Service ou sévices publics

Par Ahmed CHENIKI

 

       Parler de « service public » de la presse en Algérie, c’est tromper son monde car dans notre pays, cette notion reste encore ambiguë et impropre. C’est un territoire gouvernemental.

Depuis l’indépendance, les journaux reproduisaient le discours du pouvoir, avec souvent quelques voix discordantes qui arrivaient à s’exprimer en profitant des conflits qui éclataient entre factions au pouvoir. Tout le monde savait que Benyahia ne s’entendait pas avec Taleb, que Bélaid n’aimait pas spécialement Boutéflika…Certains journalistes cherchaient à dire certaines réalités en faisant des contorsions incroyables.
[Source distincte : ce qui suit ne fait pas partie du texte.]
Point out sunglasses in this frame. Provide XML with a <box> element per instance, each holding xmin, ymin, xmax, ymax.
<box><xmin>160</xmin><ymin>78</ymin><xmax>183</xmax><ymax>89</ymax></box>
       Cette situation n’était pas nouvelle. Avant l’indépendance, le journal El Moudjahid développait deux discours idéologiques distincts dans ses versions arabe et française. L’indépendance acquise, les dirigeants voulaient faire de la presse « une arme au service de la révolution et du socialisme ». Pour Hocine Zahouane, membre du Bureau politique du FLN à l’époque, ne disait –il pas que l’information devrait être une école du socialisme. Les slogans avaient pignon sur chartes (de Tripoli, d’Alger, Nationale double version) marquées par des restrictions insurmontables. Leurs rédacteurs (Harbi, Rédha Malek, Mostéfa Lacheraf, Ahmed Taleb, Bélaid Abdesslam…) changent aujourd’hui de ton et épousent l’idée de la liberté de la presse. Il n’est jamais trop tard pour bien faire. Mais les dégâts occasionnés sont presque insurmontables.

       Les premières années de l’indépendance, l’enthousiasme aidant, des journaux potables dirigés par des intellectuels doublés d’une certaine « légitimité révolutionnaire » arrivent à séduire le lectorat algérien. Il s’agit de Révolution Africaine (Mohamed Harbi), d’Alger ce soir et de Novembre (tous deux dirigés par Mohamed Boudia assassiné par le Mossad en 1973 à Paris) et d’Alger-Républicain (Abdelhamid Benzine). Le Peuple, organe officiel, faisait vraiment pâle figure dans les kiosques. Révolution Africaine qui avait de prestigieux collaborateurs (Charles Bettelheim, Georges Arnaud, Mourad Bourboune…) avait, en 1963-1964, ouvert un passionnant débat sur la culture nationale qui dérangea sérieusement à l’époque Ben Bella qui ordonna à Harbi la mise en veilleuse de ce débat unique et original qui partit d’un texte de Lacheraf et une réponse de Bourboune. C’était le premier cas flagrant de censure. Mohamed Harbi n’avait pas démissionné, il fut même conseiller spécial du Président.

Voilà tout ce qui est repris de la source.